I’d have to become familiar with the difference between these. She defines free will as “in this present moment, there are several futures which are possible, and your free will plays a role in selecting which one of those possible futures becomes a reality.”
I don’t think she’s saying it’s an illusion, rather that outcome is predetermined.
Yes, I thought that was a pretty good definition of “free will”.
The libertarian version of free will insists on that. It insists that “we could have chosen differently”.
The compatibilist version of free will is silent on whether our choice affects the future. It is compatible with determinism, and determinism would rule out affecting the future. But compatibilism doesn’t require determinism, and we could be in a world where choices do affect the future. So I suppose that becomes a question for cosmologists, though not a question that they could actually settle.
This thread from a little while ago might interest you:
I linked to the post where @John_Harshman and I begin to go back and forth there on whether free will is incoherent - I won’t rehash that here - but the main topic of that thread is pertinent to this one as well.

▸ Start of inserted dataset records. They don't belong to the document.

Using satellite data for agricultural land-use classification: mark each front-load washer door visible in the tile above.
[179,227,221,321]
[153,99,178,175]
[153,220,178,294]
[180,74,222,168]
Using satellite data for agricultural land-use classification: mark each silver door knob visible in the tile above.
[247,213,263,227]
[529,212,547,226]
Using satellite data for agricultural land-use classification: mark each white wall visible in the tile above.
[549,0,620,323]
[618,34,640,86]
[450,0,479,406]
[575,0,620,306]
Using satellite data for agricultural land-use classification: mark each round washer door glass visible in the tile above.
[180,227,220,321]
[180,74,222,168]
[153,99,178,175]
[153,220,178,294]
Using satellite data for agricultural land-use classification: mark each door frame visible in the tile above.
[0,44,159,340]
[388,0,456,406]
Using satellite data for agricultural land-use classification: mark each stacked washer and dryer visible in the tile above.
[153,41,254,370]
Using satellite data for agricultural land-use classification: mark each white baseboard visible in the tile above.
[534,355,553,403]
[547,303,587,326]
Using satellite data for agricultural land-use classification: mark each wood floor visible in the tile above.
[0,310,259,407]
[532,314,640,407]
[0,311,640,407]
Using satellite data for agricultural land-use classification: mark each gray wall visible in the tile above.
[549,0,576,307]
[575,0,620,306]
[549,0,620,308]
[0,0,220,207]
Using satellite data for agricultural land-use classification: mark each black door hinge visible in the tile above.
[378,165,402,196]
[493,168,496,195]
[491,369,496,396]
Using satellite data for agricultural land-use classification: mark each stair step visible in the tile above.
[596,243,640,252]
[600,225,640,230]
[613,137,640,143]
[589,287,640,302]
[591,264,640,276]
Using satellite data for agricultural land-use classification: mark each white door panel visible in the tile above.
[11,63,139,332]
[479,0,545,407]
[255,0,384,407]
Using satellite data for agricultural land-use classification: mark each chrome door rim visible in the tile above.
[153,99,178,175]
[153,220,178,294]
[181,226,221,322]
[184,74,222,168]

As far as this topic goes, I think @nwrickert is correct that the activity of science presupposes the (in some sense free) choices of scientists - the argument of Bell’s theorem famously depends on this assumption, for example - so science cannot disprove free will without undermining itself. Even if our best models of physics are deterministic, the correct conclusion is not that free will is an illusion, but instead that physics isn’t the whole story.

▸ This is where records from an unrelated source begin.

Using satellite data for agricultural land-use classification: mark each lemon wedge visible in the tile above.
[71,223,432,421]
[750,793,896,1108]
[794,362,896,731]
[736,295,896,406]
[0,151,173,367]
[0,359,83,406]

Free will is generally defined with reference to making a choice, which is reasonable. The usual idea of selection of what possible future becomes a reality, however, is just an endpoint. A significant decision is the result of an inner deliberation where a number of “choices” are made internally as we argue with our self. Throughout this whole process, we select possible futures with regards to the material world, as thinking in language lights up the brain in different ways when using specific words. That is as much an alteration of the physical universe as pressing the trolley switch. So whatever is true of free will in terms of choices, is just as true as concerning our internal state of sentient consciousness long before the so called moment of decision. Do we have free consciousness?
I once heard that the job of the conscious mind is to rationalize the deterministic decisions that have already been made by the subconscious mind. If you start with a specific mind in a specific neuronal state and expose this system to a specific stimuli will you always get the same decision? I suspect we would.
However, the illusion of free will is good enough for me. Even though a roller coaster follows a deterministic path it doesn’t take away from the enjoyment I get out of it.
We do not guess, we know that brains are made of particles. And we do not guess, we know, that we can derive from the laws for the constituents what the whole object does. If you make a claim to the contrary, you are contradicting well-established science.
Any idea what experimental results she’s alluding to here? Because if she’s right on this particular point, then her conclusion follows. Many thanks.